The Wall Street Journal, for example, notes that searches on China’s main search engines Baidu and Sogou found plenty of references to Zhao’s previous honors but only a few links to articles about her Oscar win that have been deleted. Likewise, two state media reporters told the WSJ they’d given marching orders to not publish anything about Zhao’s Oscar win, because of “previous public opinion.” Additionally, the mouthpiece of the Chinese Community Party People’s Daily, as well as state-controlled broadcaster China Central Television, haven’t reported anything along these lines.
"𝑇ℎ𝑒𝑟𝑒'𝑠 𝑛𝑜 𝑓𝑖𝑛𝑎𝑙 𝑔𝑜𝑜𝑑𝑏𝑦𝑒𝑠. 𝑆𝑒𝑒 𝑦𝑜𝑢 𝑑𝑜𝑤𝑛 𝑡ℎ𝑒 𝑟𝑜𝑎𝑑."
— Nomadland (@nomadlandfilm) April 26, 2021
Perhaps even more dramatically, Zhao’s award for directing Nomadland — which also won an Oscar for Best Picture — did produce an initial flurry of congratulations in her honor on Chinese social media sites early Monday, local Beijing time. Hours later, though, all of those posts had been wiped from the respective social media services, per the WSJ.
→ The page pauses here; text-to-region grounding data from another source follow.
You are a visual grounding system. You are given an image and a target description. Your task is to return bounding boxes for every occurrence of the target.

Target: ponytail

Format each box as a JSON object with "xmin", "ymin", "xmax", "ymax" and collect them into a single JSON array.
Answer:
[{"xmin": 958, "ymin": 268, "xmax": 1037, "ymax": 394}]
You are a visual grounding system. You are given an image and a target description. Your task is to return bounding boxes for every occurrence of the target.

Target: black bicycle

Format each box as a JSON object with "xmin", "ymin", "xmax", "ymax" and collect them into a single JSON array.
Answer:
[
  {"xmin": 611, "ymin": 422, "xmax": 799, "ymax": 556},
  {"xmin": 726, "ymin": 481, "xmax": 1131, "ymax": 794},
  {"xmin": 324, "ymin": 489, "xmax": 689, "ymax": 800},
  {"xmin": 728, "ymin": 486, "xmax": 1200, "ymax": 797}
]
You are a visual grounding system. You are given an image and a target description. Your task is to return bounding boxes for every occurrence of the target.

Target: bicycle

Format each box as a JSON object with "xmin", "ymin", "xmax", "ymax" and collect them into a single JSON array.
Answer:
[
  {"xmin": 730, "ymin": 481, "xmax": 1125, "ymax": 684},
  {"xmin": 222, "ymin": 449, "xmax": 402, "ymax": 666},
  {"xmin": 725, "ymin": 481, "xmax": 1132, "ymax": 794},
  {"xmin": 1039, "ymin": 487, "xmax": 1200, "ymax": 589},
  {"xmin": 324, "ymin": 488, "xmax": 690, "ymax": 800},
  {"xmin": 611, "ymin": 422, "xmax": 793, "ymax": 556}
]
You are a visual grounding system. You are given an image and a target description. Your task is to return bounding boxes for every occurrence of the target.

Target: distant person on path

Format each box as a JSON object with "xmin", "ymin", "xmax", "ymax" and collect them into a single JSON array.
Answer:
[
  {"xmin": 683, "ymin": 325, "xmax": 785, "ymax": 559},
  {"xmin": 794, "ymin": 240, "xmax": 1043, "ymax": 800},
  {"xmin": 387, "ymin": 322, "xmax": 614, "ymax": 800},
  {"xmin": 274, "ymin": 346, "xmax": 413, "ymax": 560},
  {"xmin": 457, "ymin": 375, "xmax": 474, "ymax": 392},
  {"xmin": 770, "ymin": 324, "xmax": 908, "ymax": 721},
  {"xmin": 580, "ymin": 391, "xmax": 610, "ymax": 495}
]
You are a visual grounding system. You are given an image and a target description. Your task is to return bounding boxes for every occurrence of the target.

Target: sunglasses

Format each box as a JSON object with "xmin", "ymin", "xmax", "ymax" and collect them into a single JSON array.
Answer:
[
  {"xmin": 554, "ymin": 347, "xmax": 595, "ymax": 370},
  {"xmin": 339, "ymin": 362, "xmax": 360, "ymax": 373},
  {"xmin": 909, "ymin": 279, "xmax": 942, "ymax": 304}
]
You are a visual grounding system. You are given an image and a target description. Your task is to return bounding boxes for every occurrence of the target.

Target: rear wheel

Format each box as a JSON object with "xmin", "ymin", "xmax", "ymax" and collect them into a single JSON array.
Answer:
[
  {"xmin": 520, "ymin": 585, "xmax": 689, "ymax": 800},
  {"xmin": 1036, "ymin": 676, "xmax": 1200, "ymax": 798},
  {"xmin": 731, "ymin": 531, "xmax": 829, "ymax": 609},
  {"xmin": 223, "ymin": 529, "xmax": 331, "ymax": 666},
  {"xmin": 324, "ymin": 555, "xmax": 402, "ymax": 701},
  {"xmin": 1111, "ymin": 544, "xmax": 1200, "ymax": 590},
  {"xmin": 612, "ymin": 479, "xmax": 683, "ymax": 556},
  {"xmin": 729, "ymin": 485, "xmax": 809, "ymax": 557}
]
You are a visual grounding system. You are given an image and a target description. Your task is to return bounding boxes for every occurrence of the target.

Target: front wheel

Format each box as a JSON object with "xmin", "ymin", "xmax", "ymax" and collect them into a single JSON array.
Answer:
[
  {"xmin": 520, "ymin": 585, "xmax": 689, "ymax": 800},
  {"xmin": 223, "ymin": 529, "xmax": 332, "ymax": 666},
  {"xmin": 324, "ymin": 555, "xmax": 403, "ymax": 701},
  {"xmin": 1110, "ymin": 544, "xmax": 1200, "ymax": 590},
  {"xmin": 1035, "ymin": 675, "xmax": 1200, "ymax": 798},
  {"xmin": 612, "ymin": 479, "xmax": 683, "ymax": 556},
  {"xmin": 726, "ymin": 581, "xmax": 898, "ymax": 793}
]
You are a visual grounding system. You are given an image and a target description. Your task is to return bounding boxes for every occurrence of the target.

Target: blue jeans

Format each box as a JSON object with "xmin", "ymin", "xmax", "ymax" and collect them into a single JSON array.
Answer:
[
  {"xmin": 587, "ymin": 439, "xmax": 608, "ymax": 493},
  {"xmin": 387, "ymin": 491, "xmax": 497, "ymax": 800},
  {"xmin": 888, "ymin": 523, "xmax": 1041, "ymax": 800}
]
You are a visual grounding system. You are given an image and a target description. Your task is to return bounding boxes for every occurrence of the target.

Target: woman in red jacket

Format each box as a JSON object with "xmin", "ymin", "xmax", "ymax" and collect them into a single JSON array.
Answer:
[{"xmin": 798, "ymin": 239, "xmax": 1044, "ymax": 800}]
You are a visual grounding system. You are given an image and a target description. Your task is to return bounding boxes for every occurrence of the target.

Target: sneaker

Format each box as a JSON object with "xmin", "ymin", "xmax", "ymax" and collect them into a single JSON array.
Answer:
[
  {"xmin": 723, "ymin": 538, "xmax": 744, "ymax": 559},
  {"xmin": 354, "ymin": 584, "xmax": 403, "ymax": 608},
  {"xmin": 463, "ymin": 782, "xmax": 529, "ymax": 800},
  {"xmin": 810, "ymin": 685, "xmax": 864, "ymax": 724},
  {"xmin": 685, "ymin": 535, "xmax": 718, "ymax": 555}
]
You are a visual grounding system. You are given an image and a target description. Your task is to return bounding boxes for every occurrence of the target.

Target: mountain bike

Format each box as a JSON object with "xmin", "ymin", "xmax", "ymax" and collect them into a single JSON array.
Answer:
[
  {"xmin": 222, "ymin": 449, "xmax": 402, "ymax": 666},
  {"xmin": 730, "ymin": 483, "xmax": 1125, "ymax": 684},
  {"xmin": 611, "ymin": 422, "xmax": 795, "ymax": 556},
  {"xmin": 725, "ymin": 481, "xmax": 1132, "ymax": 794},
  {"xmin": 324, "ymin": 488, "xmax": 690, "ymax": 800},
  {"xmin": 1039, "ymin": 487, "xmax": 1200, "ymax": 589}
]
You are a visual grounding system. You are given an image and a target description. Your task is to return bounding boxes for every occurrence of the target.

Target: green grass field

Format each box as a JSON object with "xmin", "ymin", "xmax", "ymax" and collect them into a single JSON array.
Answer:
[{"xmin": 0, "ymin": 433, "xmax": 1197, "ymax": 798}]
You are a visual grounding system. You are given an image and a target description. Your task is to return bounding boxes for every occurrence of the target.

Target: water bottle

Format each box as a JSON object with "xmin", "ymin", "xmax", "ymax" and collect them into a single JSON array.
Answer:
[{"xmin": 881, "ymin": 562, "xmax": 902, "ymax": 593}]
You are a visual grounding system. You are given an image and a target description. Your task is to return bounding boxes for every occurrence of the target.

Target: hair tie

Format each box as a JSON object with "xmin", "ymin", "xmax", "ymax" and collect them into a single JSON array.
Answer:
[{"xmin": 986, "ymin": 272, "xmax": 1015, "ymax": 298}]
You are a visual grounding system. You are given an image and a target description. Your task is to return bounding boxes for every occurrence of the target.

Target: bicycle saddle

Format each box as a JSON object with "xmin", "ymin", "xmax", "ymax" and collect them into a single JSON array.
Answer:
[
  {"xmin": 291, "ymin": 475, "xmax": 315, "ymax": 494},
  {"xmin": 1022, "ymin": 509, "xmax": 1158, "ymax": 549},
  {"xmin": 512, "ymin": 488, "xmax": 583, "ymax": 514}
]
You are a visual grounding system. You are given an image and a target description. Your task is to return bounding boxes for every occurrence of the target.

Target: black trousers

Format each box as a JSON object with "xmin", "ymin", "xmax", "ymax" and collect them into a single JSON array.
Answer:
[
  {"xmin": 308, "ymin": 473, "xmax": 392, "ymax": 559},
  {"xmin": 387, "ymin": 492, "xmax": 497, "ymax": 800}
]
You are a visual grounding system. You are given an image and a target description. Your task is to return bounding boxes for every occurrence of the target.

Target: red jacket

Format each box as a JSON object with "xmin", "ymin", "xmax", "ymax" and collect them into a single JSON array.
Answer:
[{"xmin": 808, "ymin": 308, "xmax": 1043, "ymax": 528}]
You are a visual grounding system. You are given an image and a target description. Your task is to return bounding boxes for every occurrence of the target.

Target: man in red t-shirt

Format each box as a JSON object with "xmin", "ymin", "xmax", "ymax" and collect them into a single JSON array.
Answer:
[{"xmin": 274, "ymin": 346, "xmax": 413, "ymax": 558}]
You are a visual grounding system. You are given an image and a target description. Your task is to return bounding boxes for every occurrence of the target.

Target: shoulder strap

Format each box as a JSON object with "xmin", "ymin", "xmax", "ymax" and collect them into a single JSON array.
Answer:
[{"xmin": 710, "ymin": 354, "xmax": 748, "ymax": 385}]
One Chinese news outlet that did acknowledge Zhao’s win did so within the context of somewhat scolding her. The Global Times, which is owned by People’s Daily, notes in this Op-Ed that the film is overall pretty American and probably wouldn’t resonate at all with Chinese viewers. Moreover, it continues regarding Zhao, “We hope she can become more and more mature. In an era when the China-US confrontation is intensifying, she can play a mediating role in the two societies and avoid being a friction point. She cannot escape her special label, and she should actively use it.”